Inositol pyrophosphates also regulate D. discoideum
chemotaxis [59]. In this amoeba starvation and subsequent cAMP
signalling and chemotaxis causes development into a multicellular
fruiting body. The D. discoideum ip6k knockout was more
sensitive to cAMP and aggregated more quickly than wild-type
cells in response to starvation [59]. It was suggested that this
phenotype reflected competition in the wild-type cells between
IP7 and PIP3 for binding to the PH domain of Crac, a protein
linked to cAMP-dependent chemotaxis. As discussed above, the
evidence describing the ability of inositol pyrophosphates to
compete with lipid inositols for PH domain binding is conflicting.
In the case of Dictyostelium aggregation, PIP3 is unlikely to be
the chief regulatory molecule: deletion of all five PI3Ks capable
of generating PIP3 did not prevent chemotaxis to cAMP [81].
However, if IP7 affects energetic metabolism and the adenine
nucleotide level in this system as in yeast, the high level of ATP
may lead to an increased cAMP concentration and subsequently
the faster chemotaxic response observed in the D. discoideum
ip6k-null strain.
IP6K − / − mouse characterization
Further work has indicated a role for inositol pyrophosphates
in metabolic regulation not only at the cellular, but also at the
organismal level. Overexpression of IP6K1 in pancreatic β-cells
or direct addition of IP7 resulted in an increase in insulin vesicle
membrane fusion, i.e. exocytosis [82], whereas knockdown
of IP6K1 by RNAi (RNA interference) reduced exocytosis
in these cells. This finding was supported by the IP6K1 − / −
Inositol pyrophosphates
mouse phenotype: it has reduced plasma insulin compared with
the wild-type mouse [83]. However, the mutant mouse also
displays insulin hypersensitivity, responding more strongly to
lower concentrations of insulin [57]. The IP6K1 − / − mouse is
slightly smaller than the wild-type mouse on a normal diet, owing
to a reduction in fatty tissue levels. Even when the mice were fed
a high-fat diet, the knockout mouse gained much less weight,
resulting in a phenotype more similar to the wild-type mice
on a control diet [57]. The defective mitochondria in yeast and
IP6K1 − / − MEFs, and the requirement of functional mitochondria
to synthesize the intermediates for fatty acid synthesis [84,85]

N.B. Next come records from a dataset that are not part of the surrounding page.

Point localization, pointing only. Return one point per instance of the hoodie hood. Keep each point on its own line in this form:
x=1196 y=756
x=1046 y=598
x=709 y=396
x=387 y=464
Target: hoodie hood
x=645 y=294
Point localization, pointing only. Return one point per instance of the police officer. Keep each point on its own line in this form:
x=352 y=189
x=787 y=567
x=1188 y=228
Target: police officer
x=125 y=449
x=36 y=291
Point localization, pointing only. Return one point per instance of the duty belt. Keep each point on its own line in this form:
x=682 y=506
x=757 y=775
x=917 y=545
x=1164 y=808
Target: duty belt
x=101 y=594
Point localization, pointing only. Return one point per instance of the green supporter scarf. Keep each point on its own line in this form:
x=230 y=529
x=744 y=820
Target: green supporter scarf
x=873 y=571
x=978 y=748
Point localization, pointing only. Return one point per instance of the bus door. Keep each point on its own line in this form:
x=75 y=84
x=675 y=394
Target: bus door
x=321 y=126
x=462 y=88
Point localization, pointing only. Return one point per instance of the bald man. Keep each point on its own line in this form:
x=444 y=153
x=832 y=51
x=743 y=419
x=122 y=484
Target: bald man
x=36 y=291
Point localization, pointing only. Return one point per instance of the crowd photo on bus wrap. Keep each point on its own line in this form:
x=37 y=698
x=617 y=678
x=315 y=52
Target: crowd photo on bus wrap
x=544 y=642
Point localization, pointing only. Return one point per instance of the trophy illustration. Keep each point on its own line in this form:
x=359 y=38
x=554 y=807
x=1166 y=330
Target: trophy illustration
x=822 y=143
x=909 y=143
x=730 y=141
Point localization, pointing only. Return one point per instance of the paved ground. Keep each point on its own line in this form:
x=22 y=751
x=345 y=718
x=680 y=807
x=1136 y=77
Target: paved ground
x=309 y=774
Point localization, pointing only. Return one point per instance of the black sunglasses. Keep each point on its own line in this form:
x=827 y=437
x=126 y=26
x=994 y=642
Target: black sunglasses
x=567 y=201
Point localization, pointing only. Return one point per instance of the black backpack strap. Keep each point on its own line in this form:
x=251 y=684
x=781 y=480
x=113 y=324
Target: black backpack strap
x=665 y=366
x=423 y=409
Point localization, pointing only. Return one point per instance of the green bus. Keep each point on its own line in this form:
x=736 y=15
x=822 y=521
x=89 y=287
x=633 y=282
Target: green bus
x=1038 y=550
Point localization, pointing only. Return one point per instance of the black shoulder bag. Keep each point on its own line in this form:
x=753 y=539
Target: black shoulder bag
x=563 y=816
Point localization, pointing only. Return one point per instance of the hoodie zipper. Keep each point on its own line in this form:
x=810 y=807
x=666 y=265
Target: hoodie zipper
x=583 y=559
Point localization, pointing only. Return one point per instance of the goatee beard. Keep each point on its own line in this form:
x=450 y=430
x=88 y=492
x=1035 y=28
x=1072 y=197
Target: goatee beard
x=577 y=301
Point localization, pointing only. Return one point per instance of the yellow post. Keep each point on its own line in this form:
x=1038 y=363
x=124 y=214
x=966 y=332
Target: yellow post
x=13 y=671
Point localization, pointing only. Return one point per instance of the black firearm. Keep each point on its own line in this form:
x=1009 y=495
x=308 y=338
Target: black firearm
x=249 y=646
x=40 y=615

could explain the inability of IP6K1 − / − mice to gain weight,
and provides strong evidence supporting a role for inositol
pyrophosphates as regulators of metabolism at the whole organism
level. This was explored in Wundenberg and Mayr’s recent
review [65], providing a theoretical framework to understand
the possible regulatory structure behind these observations. Their
suggested cellular ‘energostat’ model, with interaction between
pyrophosphate levels and AEC, was coupled to the organismal
‘glucostat’ regulation, i.e. the established regulation between
insulin and plasma glucose concentration.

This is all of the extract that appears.